U.S. Rep. John Conyers, a Michigan Democrat, charged that a shortage of voting machines "disenfranchised scores, if not hundreds of thousands of predominantly minority and Democratic voters."

"Secretary Blackwell seemed to be representing only a certain segment of people," said Ms. Studebaker, a Democratic congressional candidate in the Dayton area. "I am afraid that would happen again if he were to become governor."

Mr. Blackwell rejects the criticism, citing the Kerry campaign's acceptance of the results in Ohio as evidence that "we gave folks a fair election."

A bigger turning point in his career, Mr. Blackwell said, came in 1979, a few days after he became mayor of Cincinnati, when 11 people were trampled to death as a crowd scrambled for seats at a Who concert.

"That experience prepared me for tension-packed, unanticipated consequences. I thought 2004, as it related to all the eyes of the nation and a good many of the world on Ohio, was another one of those tests that you are presented with to see how you weather storms.

"Except for the political lunatic fringe, nobody will make the case that this election was handled in an extremely partisan fashion," Mr. Blackwell added. "I managed successfully a bipartisan elections system across 88 counties."

John Green, a political science professor at the University of Akron, said a Democratic secretary of state in 2004 would have been accused by Republicans of partisanship.

"I don't think Secretary of State Blackwell broke the law or was way out of line. There were a lot of accusations of political manipulation and fraud, and I don't think there's much truth in any of those," he said.

Daniel Tokaji, an assistant law professor at Ohio State University, said criticism that Mr. Blackwell's decisions had a "partisan flavor" were on target in at least two instances - his directive on the paper weight of voter registration forms and his position that provisional ballots should not be counted if cast in the wrong precinct.
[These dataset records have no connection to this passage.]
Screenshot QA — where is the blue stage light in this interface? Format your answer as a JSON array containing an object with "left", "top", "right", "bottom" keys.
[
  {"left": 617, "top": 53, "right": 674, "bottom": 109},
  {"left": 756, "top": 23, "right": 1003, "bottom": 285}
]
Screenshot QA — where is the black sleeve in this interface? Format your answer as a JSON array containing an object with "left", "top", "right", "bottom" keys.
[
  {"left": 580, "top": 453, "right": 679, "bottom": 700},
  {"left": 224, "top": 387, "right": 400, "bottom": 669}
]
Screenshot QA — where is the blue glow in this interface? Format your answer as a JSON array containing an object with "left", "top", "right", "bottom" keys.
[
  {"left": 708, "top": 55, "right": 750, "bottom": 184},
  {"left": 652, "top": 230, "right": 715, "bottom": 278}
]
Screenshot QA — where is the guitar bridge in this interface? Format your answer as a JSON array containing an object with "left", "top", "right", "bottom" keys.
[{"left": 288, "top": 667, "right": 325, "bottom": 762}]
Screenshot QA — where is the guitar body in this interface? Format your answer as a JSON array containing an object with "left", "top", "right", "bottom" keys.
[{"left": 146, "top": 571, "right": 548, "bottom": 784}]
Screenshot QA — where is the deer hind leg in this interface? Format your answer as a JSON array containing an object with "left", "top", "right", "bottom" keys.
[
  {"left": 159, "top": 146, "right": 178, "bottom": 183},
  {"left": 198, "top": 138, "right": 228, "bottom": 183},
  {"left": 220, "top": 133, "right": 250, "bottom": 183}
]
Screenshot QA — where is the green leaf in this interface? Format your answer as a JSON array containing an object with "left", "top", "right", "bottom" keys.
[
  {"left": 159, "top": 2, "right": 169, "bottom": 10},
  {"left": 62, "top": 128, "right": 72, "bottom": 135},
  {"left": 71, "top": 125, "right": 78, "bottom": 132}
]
Federal law designed provisional ballots as a way to prevent voters from being turned away at the polls if their registrations were mishandled. A federal appeals court upheld Mr. Blackwell's stance.

"I think he was wrong and inconsistent with the Ohio Constitution to refuse to count those ballots," Mr. Tokaji said.

Mr. Blackwell's foe in the May 2 GOP primary, Attorney General Jim Petro, said Mr. Blackwell also erred on the eve of the 2004 election by urging the state to bar Republicans and Democrats from challenging the credentials of voters at the polls. Mr. Petro refused, and a federal appeals court upheld the state law allowing challengers.

"It's my sense that he'll try to do whatever is most expedient," Mr. Petro said of Mr. Blackwell.

Sam Gresham, acting executive director of Common Cause Ohio, said Mr. Blackwell's performance in the 2004 election would foreshadow a highly partisan governor. He predicted that Mr. Blackwell would shift to the political center if he defeats Mr. Petro in the primary.

Mr. Green, the political science professor at the University of Akron, said others believe that Mr. Blackwell can win by sticking to his conservative credentials and taking "a couple of slices from the Democratic base": African-Americans and Catholics.

Mr. Burgess, who is running a "pro-life, pro-family, and pro-decency" political action committee called Family First, which has endorsed Mr. Blackwell, said he hadn't paid much attention to Mr. Blackwell before the 2004 election.

"If you go back and look at the polling, that is where he really took off. His profile was raised as a result of how he handled the situation," he said.

Blade Staff Writer Steve Eder contributed to this report.